Cyclone Yasi Scares The Coal Industry

Cyclone Yasi is heading towards Australia, and people are hoping it stays away from Queensland, whose coal industry is still recovering from earlier flooding.

The Herald Sun reports that “A landfall around the forecast area could also damage northern coal ports, Abbot Point near Bowen and Dalrymple Bay and Hay Point. Very heavy seas are also predicted well south of the storm centre.

The ports were closed or not loading coal yesterday, with a fleet of coal carriers queued off Dalrymple Bay sent south, away from the storm's forecast trajectory.

The destructive winds that have been forecast looked likely to avoid most of the Bowen Basin -- which is the world's most important coking coal province. But Yasi is so big there remained the possibility of heavy rainfall over mines already disrupted by January and December's falls.

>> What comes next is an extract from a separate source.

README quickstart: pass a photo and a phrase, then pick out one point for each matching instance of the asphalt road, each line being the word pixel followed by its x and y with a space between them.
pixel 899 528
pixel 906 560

Rio Tinto yesterday said it had suspended operations at its Hail Creek coking coal mine, though BHP Billiton would not say if it had suspended operations at its northern Bowen Basin joint-venture mines.

QR National has also suspended rail operations on its Newlands-Collinsville to Abbot Point coal line and the much bigger Goonyella coal network…

Queensland is already facing costs of at least $5 billion from the recent floods, with the coal industry already looking to late March before production is scheduled to get back to near normal.”